Sampai pada akhirnya, Satria mengikuti seminar pra nikah yang diadakan di kotanya. Ia berpapasan dengan dua orang perempuan ditangga, dan Satria merasa familiar dengan salah satu perempuan tersebut.
Sadar sedang diperhatikan, salah satu perempuan itu tiba – tiba menatap kearahnya. Karena terkejut, Satria langsung mengalihkan pandangannya kearah lain.
Perempuan itu berbisik kepada temannya lalu mempercepat langkahnya menuruni tangga, meninggalkan temannya dibelakang.

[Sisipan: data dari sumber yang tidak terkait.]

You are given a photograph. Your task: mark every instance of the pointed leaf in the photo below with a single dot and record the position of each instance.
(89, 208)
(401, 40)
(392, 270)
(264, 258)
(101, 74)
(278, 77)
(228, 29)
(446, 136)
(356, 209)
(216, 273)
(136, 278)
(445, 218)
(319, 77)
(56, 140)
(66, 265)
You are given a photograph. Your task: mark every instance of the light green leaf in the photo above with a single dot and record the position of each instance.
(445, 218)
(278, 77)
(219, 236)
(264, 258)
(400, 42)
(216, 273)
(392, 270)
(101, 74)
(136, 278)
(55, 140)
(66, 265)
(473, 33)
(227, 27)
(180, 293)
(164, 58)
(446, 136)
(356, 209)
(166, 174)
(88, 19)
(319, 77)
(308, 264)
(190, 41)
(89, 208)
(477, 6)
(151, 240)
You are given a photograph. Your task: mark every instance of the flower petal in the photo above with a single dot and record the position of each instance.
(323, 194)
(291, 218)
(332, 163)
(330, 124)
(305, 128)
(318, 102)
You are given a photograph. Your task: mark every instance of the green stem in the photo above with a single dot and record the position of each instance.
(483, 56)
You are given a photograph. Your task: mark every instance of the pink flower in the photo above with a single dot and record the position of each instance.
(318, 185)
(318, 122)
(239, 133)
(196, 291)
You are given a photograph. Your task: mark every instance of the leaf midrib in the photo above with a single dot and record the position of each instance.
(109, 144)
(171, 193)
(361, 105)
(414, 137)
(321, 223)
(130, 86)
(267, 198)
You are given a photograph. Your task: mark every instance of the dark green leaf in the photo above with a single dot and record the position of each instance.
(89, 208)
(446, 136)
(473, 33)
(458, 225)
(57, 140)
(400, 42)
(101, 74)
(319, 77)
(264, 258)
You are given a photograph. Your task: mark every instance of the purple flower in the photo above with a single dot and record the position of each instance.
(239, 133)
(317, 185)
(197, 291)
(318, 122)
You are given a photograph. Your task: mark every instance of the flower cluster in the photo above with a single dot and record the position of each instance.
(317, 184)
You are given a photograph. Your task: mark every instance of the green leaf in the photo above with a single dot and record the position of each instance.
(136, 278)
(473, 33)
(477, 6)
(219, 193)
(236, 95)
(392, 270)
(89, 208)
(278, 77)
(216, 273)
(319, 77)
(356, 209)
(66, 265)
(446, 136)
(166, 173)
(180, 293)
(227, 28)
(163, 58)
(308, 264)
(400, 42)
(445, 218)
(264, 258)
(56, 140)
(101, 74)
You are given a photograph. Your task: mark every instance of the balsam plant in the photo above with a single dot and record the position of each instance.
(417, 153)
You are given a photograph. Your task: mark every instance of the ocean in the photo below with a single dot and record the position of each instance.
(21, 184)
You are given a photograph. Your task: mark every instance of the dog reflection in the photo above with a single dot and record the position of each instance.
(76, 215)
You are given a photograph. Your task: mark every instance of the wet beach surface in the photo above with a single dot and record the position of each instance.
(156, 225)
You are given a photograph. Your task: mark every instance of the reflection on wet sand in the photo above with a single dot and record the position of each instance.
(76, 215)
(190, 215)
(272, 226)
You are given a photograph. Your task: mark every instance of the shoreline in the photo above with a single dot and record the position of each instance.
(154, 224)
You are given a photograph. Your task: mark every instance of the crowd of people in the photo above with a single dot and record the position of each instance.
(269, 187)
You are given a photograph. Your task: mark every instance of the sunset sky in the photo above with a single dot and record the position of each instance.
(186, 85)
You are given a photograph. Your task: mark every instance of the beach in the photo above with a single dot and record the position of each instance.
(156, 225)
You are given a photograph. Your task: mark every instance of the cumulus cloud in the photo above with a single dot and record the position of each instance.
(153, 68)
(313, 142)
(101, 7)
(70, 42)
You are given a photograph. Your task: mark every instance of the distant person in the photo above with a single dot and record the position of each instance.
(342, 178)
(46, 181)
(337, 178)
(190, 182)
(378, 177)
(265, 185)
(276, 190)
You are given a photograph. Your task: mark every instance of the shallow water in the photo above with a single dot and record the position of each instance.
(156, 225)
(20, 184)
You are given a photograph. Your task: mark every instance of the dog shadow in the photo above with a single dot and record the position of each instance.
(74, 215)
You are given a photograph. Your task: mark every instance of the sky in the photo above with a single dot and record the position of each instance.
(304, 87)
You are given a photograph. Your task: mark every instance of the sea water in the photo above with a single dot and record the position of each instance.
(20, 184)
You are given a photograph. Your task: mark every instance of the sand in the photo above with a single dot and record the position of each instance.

“Sya, tunggu aku! Pelan – pelan saja Sya, nanti kamu jatuh.” Ucap perempuan yang satunya lagi.
Saat Satria berpapasan dengannya, ia tersenyum sopan dan segera menyusul temannya yang sudah mulai menjauh.
“Syahila Afsheen Myesha, tunggu aku!” teriak perempuan berkerudung hitam itu memanggil perempuan berkerudung merah muda.
Langkah kaki Satria terhenti seketika, ia langsung berbalik arah menuruni tangga dengan tergesa. Satria mencari dua perempuan tersebut namun terlambat. Kedua perempuan itu telah hilang entah kemana.
Satria telah berlari mengelilingi tempat tersebut, namun tidak menemukannya. Ia sangat menyesal karena ia tidak dapat mengenali perempuan yang sudah lama ia cari.